SLP assisted with the city’s application for Municipal funding through the Choctaw Nation for a community gazebo in 2018. The project was funded and the ground ceremony was held on July 23, 2019. Construction began in September and was completed in December, 2019. The TSET Healthy Living team and the Legacy group together coordinated a first time community event in Stringtown, Dec. 2019, called “Christmas Town”, with a horse drawn buggy taking passengers around the historical trail and stopping at six tops along the way to hear stories of Christmases past and ending at the Victorian style gazebo to enjoy caroling from a family of nine, all dressed in costumes of the Charles Dickens era.
Each September, SLP sponsors a “History Alive Day” at Stringtown Public Schools. Students from two neighboring schools join the students and staff for a full day of fun-filled, hands-on activities led by presenters from the Choctaw Nation, Oklahoma Historical Society, Atoka Museum, Ft. Towson Civil War Cannon Display, Atoka County Healthy Living (TSET) presentations, as well as other local presenters. A field trip is made to the Rock Quarry where students learn about its operation, and the young children seek for hidden “treasures” from huge gravel mounds created for the day’s activities.
SLP joined the Jefferson Highway Association early in 2019 and has become actively involved in the association’s goal of making the once popular and well-travelled dirt “highway”, built in the early 1900s, a historical route. The route will follow its original path, as closely as possible, from Winnipeg, Canada to New Orleans, Louisiana. The first north-south transcontinental road ran through Stringtown, thus putting our little community on the drivable tour map. As a means of raising funds for JH signage through Stringtown, the town mayor initiated a “Mayor’s Challenge” for funding the signs. As a result, neighboring towns along the route joined in and at the present time, twenty-one signs have been submitted to the OK Correctional facility for printing, with more on the way. In November, 2019, our town completed the proclamation criteria for becoming a Purple Heart town, and a ceremony was held honoring Purple Heart recipients, MIA and POW veterans of the community as part of Stringtown School’s Veterans Day program, as Stringtown was officially proclaimed as a “Purple Heart Town”.

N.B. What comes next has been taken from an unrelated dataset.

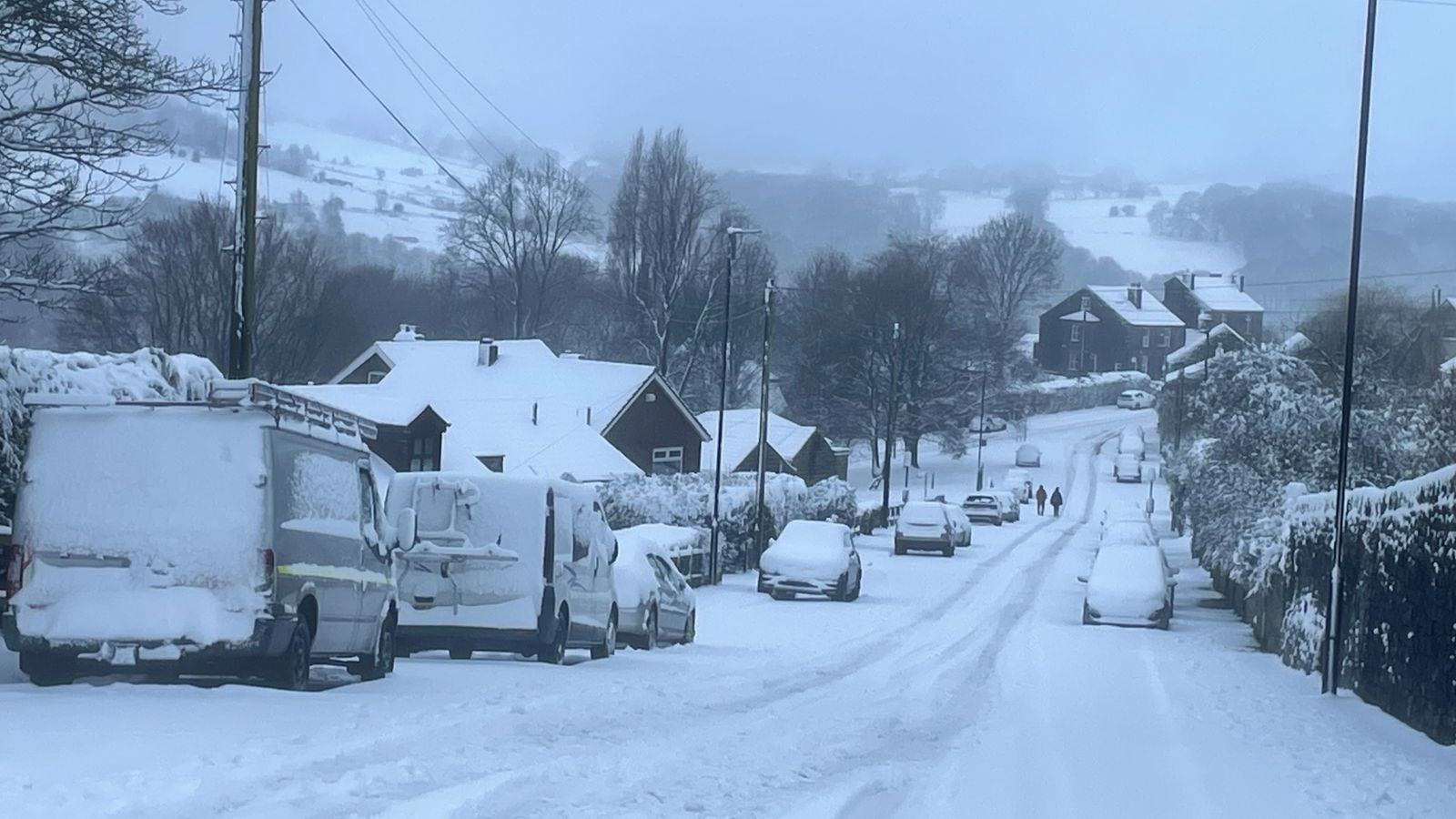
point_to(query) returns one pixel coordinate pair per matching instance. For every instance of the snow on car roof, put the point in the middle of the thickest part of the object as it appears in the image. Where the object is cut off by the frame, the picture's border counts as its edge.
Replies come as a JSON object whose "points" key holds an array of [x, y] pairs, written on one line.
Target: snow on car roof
{"points": [[742, 436], [1152, 312]]}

The project of telling our town’s story through murals evolved from involvement with the JH project. The mural painters live within forty miles and have painted several JH murals as well as many others in nearby communities, as well as other states. In 2019, the first two murals were completed -one to commemorate the Jefferson Highway through our town, and another of a stagecoach, commemorating its use of travel through the historical property in the mid-late 1800s.
The Legacy committee raised funding to pour a concrete pad for displaying the towns first “fire department” and the repair of the antique fire hose reel, which was used for distinguishing town fires until the present Fire Department was established in 1977. The fire hose reel project is in its final stage and will be set for displaying this year.
SLP’s operations have been almost entirely through fundraisers, donations, sponsorships, in-kind, and matching funds in order that the rich history of our community is preserved. Our desire is that SLP continues to create a more beautiful, safe, and healthy environment for all who travel this way and for those who may even decide to stay!